Champagne is creamy in texture and unwaveringly delicious. The effervescence is welcoming without being brash. It’s the obvious choice for special occasions and celebrations, but, at times, an expensive one. What many shoppers don’t realize, however, is that winemakers throughout Europe embrace the same fermentation process as those in Champagne. What’s more, they deliver high-caliber sparkling wines without the privileged label. Below are commonly overlooked alternatives to the traditional bottle of bubbly — for a fraction of the price.
Prosecco is essentially Italy’s version of Champagne, and its most well-known alternative. It belongs to the spumate (sparkling) category of Italian wines and closely resembles the creamy bubble of Champagne. Prosecco is produced in Northern Italy using Glera grapes, which give it stronger fruit and flower notes. Because it leans sweeter than Champagne, it’s an excellent pairing with salty charcuterie like prosciutto.
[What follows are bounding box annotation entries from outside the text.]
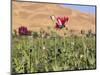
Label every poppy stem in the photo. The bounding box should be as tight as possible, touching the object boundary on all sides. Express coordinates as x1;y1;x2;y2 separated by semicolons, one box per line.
55;37;57;67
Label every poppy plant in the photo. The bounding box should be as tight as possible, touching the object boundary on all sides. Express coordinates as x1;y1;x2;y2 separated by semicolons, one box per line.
55;16;69;29
18;26;31;35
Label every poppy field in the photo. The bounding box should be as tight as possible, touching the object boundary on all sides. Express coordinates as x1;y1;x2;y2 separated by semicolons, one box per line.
12;27;96;73
11;1;96;75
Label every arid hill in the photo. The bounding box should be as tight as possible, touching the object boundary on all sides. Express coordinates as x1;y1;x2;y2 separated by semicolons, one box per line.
12;1;95;33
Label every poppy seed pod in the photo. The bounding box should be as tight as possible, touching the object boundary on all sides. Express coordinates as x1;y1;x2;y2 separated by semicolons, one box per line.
30;49;32;53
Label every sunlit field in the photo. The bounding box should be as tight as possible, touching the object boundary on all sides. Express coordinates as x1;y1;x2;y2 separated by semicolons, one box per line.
11;1;96;75
12;29;96;73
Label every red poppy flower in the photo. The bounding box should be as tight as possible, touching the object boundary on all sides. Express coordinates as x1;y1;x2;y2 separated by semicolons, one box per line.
55;16;69;29
18;26;31;35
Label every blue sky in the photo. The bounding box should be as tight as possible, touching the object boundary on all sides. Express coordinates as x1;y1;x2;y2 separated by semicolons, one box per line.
63;4;96;14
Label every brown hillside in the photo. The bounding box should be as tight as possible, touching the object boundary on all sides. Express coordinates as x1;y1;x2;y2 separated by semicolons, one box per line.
12;1;95;33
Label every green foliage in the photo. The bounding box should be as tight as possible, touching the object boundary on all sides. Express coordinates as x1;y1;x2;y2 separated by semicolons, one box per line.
12;32;96;73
If Prosecco is Italy’s version of Champagne, Spain’s is Cava. Macabeu is the primary grape used, along with Xarel-lo and Paralleda. Together this grape trifecta creates a sparkling wine that is less sweet than Prosecco with mild acidity. Cava replicates the same process as traditional Champagne with secondary fermentation occurring in the bottle (as opposed to in a tank, like with Prosecco). Expect light pear and melon aromas, a perfect pairing for Marcona almonds.
Portugal and Argentina are home to the lesser-known Espumante. Unlike other European countries which typically produce their sparkling wines in specific regions, espumante is produced widely across Portugal. However, the highest-quality versions are made in the Bairrada region. The cool coastal climate mitigates summer temperature spikes, producing some of the best grapes in the country. The Arinto grape is common in Espumante, which lends the sparkler a rich acidity ideal for balancing with succulent roasted meats.
Value Pick: Aphros Sparkling Loureiro Reserve ($22)
French Crémants are sparkling wines produced outside of Champagne. Over 20 regions throughout France produce Crémant, including Alsace, Bourgogne, Limoux and Jura — though the best come from Burgundy. “The proximity to Champagne and the similarity in soils translates to Crémants that taste like Champagne,” says Lorena Ascencios, Head Buyer at Astor Wines & Spirits in New York City.
Value Pick: Koenig Crémant d’Alsace ($15)
Pétillant Naturel translates to “naturally sparkling,” and the wines — fondly referred to as “pet nats” — are enjoying resurgence. They are made by interrupting the initial fermentation process: Before the yeast has consumed all the sugars from the grapes, winemakers bottle the wine, trapping the little carbon dioxide gas still to be released through natural fermentation. The result is a gentler sparkling wine with a less aggressive bubble.
Value Pick: Štoka “Bela Penece” Pétillant-Naturel ($23)
The Lambruscos of yesteryear were overly sweet and unrefined. Today, however, it’s not unusual now to find dry, old-vine versions with deep pomegranate hues. “The Lambrusco is so appealing because the color and the quality of what you can find on the market now,” Ascencios says. Because of its higher acid content, Lambrusco pairs well with fatty foods like salumi.